Sulla Rotazione di Mercurio—Di G. V. Schiaparelli.
Schiaparelli first put astronomy on the right track. By attempting daylight observations of the planet, not toward night, but actually at midday, he made some remarkable discoveries, and though he did not detect the hitherto erroneous values of the volume, the mass, or the density, his method of observation paved the way for their ascertainment. What he sought, and found, was evidence of markings upon the disk by which the planet’s time of rotation might be determined. Up to then, Schroeter’s value of about twenty-four hours had been accepted, on very slender evidence indeed, and passed into all the books. But when the planet came to be observed by noon, very definite markings stood out on its face, which showed its rotation to take place, not in twenty-four hours, but in eighty-eight days. By a persistence equal to his able choice of observing time, he established this beyond dispute. He proved the revolutionizing fact that Mercury’s periods of rotation and of revolution were the same.
He detected, too, the evidence in the position of the markings of the planet’s great libratory swing due to the eccentricity of its orbit, a result as remarkable as a feat of observation as it was conclusive as a proof.
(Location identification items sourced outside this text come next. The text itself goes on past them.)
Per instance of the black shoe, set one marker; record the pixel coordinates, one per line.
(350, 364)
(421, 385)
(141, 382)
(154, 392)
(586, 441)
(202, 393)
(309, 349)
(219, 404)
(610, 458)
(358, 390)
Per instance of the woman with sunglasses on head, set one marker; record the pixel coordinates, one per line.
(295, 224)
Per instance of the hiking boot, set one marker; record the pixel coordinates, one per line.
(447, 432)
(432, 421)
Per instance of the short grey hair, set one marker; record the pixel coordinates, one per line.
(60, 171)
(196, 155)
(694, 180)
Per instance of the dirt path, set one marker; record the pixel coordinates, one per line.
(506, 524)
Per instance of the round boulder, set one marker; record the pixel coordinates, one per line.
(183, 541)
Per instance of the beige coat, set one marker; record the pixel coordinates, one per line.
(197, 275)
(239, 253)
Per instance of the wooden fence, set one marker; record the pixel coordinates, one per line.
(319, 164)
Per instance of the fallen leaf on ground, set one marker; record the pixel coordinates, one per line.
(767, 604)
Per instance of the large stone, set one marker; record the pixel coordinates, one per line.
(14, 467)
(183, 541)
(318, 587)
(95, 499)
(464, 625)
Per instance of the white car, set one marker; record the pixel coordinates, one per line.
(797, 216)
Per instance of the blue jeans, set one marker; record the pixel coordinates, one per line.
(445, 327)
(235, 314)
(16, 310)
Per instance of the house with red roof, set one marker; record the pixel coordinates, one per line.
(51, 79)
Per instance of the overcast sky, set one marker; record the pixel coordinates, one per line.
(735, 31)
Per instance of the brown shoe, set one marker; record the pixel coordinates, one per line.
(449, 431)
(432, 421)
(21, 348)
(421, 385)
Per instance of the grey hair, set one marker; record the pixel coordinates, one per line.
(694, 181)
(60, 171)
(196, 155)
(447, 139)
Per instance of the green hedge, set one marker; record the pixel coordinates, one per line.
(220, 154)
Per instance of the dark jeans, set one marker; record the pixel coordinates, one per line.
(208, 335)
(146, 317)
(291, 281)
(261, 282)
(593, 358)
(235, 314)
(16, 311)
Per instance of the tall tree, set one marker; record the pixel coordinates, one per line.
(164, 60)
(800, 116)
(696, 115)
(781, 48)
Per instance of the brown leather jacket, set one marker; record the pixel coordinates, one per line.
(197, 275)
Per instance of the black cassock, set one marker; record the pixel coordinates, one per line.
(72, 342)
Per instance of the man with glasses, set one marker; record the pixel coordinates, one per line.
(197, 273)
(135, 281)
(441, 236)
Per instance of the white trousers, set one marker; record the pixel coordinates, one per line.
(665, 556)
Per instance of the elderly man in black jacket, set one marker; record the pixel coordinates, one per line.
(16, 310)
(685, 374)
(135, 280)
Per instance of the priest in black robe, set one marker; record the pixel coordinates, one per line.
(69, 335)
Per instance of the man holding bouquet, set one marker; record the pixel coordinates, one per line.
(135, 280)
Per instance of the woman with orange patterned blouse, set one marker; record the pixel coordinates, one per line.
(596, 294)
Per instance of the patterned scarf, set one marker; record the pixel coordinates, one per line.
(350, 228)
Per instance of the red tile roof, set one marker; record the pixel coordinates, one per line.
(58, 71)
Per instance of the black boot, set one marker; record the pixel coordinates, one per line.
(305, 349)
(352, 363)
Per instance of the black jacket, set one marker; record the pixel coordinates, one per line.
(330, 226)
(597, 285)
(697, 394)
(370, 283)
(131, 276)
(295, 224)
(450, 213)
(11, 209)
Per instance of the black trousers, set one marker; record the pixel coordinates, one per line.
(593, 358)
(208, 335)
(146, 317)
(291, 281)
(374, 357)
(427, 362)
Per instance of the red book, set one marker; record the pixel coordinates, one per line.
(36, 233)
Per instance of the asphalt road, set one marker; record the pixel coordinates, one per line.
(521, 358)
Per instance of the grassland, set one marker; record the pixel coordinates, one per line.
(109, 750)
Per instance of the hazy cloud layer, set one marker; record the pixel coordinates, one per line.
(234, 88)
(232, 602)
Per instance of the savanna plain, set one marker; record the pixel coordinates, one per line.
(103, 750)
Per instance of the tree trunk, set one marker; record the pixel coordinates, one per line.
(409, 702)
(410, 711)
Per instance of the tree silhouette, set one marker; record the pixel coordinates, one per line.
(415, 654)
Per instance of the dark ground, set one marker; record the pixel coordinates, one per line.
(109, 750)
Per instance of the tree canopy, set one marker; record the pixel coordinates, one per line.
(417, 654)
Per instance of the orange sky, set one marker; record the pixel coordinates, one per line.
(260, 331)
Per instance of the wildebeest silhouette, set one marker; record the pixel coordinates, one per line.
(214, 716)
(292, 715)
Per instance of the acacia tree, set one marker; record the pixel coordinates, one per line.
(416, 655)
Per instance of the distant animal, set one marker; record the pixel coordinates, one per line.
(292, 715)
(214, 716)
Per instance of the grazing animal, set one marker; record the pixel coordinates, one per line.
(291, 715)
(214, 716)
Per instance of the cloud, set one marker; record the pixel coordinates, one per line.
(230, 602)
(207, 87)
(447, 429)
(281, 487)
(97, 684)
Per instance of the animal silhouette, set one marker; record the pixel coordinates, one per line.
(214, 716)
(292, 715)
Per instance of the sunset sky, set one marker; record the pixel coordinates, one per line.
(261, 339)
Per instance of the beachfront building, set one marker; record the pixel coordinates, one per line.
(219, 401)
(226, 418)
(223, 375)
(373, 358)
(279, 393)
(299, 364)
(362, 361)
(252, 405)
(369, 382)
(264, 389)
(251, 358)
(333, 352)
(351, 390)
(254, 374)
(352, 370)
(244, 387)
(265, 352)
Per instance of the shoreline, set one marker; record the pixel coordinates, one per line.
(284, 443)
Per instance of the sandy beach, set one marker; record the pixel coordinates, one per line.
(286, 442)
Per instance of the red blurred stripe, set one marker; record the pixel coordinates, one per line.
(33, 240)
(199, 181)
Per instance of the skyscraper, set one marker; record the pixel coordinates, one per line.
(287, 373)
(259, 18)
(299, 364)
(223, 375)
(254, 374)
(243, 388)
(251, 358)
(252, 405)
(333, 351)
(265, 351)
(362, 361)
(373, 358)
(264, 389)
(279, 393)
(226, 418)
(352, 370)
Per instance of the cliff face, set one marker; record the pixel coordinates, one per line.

If Schiaparelli had never done any other astronomical work, this study of Mercury would have placed him as the first observer of his day. For the observations are so difficult that the planet not only baffled all his predecessors, but has foiled many since who are credited with being observers of eminence.
In 1896 the study of Mercury was taken up at the Lowell Observatory in Arizona along the same lines that had proved so successful with Schiaparelli, but without using his observations as guide. Indeed, his papers had not then been read there. The two conclusions were, therefore, independent of one another. The outcome was a complete corroboration and an extension of Schiaparelli’s work. We shall begin with the consideration of the most fundamental point. In the clear and steady air of Flagstaff, permitting of measurement of his disk up to within a few degrees of the Sun, Mercury was found to be much larger than previously thought.
Instead of a diameter of three thousand miles he proved to have one of thirty-four hundred, making his volume nearly half as large again as had been credited him. These measures bore intrinsic evidence of their trustworthiness in an interesting manner, and at the same time produced internal testimony that accounted for the smallness of previous determinations. Measures heretofore had been made, usually if not invariably, either when the planet transited the Sun or when it exhibited a pronounced phase. Now in both these cases the planet looks smaller than it is. In the first case this is due to irradiation, the surrounding disk of the Sun encroaching both to the eye and to the camera upon the silhouette of Mercury. And this inevitable effect had not been allowed for in the measures. In the second case the horns of the planet never seem to extend quite to their true position. This was rendered evident by the Flagstaff series of measures, which began when the planet was a half-moon and continued till it was almost full. As it did so, the values for the diameter steadily increased, even after irradiation was allowed for, although this against the brilliant background of the noonday sky must have been exceeding small, and tended in part to be diminished as the planet attained the full, because of its consequent nearing of the Sun. The measures thus explained themselves and vouched for their own accuracy.[3]
Then came a curious bit of unexpected proof to corroborate them. In his “Astronomical Constants,”[4] published but a short time before, Newcomb had detected a systematic error in the right ascensions of Mercury which he was not able to explain. By diligent mousing that eminent computer had discovered that Mercury was registered by observers too far from the Sun on whichever side of him it happened to be, and in proportion roughly not to its distance off but to the phase the planet exhibited. When the disk was a crescent the discrepancy between observation and theory was large, and thence decreased as the planet passed to the full. He suspected the cause, and would have found it had he not considered the diametral measures of the planet too well assured to permit of doubt. As it was, he neglected a factor which has vitiated almost all the observations made on the planets up to within a few years, the correction for irradiation. This was the case here. The received measures, beginning with Bradley and ending with Todd, had almost without exception been made in transit, and, as no regard had been paid to the contracting effect of irradiation, had been invalidated in consequence. The new method supplied almost exactly the amount needed to explain the right ascensions, a second of arc, and in precise accordance with the place which the discrepancy demanded.
About the mass there has been, and still is, great uncertainty. This is because it can only be found from the perturbing effect it has on Venus, the Earth, or Encke’s comet. Modern determinations, however, are smaller than the older ones; thus Backlund in 1894 got from the effect on Encke’s comet only one-half the mass that Encke had, fifty-three years before. Probably the most reliable information comes from Venus, which Tisserand found to give for Mercury ¹/₇₁₀₀₀₀₀ of the mass of the Sun, or ¹/₂₁ of the mass of the Earth. If we take ¹/₇₀₀₀₀₀₀ as the nearest round number, we find the planet’s density to be 0.66 that of the Earth.